The Chicago Department of Public Health is alerting residents of a syphilis outbreak among older heterosexual men in the Roseland community area.

Between Sept. 9 and Nov. 4, five cases of syphilis were confirmed in African American males residing in the Roseland area, public health officials said.

In all cases, the males said they had oral sex with females who engage in sex work.

In 2020, 919 syphilis cases were reported in Chicago, which is a 13-perecnt increase from the same period of 2019, CDPH said.

Data for 2021 is unavailable at this time.

The median age of individuals diagnosed with syphilis in Roseland is 34-years-old.

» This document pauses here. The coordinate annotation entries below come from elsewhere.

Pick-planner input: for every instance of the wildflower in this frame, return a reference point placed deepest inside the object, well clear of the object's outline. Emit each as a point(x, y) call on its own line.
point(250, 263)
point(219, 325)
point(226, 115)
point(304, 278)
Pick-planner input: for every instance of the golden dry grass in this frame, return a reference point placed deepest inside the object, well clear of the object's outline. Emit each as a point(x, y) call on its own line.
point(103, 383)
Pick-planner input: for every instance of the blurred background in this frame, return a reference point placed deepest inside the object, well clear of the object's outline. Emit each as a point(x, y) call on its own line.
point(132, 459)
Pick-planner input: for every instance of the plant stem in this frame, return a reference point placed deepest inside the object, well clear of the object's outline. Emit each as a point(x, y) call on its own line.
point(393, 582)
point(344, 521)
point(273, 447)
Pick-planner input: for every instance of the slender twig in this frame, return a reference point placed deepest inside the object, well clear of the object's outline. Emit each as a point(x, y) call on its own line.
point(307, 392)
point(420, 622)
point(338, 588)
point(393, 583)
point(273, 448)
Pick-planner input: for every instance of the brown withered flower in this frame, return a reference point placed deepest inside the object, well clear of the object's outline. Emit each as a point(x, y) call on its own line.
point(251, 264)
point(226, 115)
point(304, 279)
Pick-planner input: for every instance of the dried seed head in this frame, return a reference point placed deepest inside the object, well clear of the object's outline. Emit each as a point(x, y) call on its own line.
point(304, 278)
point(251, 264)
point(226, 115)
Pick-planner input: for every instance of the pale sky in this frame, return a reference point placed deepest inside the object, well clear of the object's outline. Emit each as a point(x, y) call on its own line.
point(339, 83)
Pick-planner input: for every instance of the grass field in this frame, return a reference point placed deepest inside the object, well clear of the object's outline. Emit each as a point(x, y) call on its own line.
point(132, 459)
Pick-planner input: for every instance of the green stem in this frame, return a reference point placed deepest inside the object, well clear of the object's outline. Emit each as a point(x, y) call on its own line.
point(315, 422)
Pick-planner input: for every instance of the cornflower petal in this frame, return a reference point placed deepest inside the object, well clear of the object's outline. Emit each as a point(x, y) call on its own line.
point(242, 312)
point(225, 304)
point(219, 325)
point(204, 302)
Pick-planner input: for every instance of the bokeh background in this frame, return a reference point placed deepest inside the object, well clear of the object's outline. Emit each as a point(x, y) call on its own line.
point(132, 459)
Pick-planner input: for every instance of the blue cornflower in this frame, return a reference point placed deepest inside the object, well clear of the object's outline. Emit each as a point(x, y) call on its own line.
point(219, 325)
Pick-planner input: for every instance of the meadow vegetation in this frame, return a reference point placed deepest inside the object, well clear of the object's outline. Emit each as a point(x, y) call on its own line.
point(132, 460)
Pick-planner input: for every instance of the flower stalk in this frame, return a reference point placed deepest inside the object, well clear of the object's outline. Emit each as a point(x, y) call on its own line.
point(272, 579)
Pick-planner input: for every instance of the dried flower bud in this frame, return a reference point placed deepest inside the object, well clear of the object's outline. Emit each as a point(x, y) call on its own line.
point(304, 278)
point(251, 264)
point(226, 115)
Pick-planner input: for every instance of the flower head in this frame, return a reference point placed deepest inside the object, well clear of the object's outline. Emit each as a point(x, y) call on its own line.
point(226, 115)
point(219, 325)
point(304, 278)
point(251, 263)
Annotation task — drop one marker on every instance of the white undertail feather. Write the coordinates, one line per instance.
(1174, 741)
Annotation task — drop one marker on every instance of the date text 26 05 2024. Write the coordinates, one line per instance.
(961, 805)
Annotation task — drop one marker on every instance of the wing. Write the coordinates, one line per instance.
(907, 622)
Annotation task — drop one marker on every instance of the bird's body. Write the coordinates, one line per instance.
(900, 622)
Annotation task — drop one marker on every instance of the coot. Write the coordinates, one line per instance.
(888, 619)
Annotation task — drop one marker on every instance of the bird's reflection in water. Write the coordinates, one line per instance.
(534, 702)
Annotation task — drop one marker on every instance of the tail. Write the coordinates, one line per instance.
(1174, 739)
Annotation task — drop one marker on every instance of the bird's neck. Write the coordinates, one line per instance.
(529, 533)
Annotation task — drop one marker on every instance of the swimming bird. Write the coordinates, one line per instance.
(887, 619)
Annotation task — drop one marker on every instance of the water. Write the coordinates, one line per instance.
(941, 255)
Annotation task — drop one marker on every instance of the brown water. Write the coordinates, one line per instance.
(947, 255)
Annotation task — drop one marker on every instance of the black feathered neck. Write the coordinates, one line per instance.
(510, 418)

Syphilis is passed during vaginal, anal or oral sex, and the infection starts with a single painless lesion that develops within three of four weeks at the site of entry in the body.

It often goes unnoticed, officials said.


Left untreated, syphilis can progress to a rash on the trunk of the body, palms of the hands and soles of the feet.

Other traits of this stage can include fever, headaches, muscle aches, sore throat and fatigue. 

CDPH offers free testing for STIs at its STI Specialty clinics, which are located throughout the city.

The Roseland Clinic is open Mondays from 8 a.m. to 4 p.m. and Thursdays from 9 a.m. to 5 p.m. Testing is available by appointment only. 

Appointments can be made by calling the clinic at (312) 747-2831.

Additional information and testing site locations are available at the CDPH website, from the Centers for Disease Control.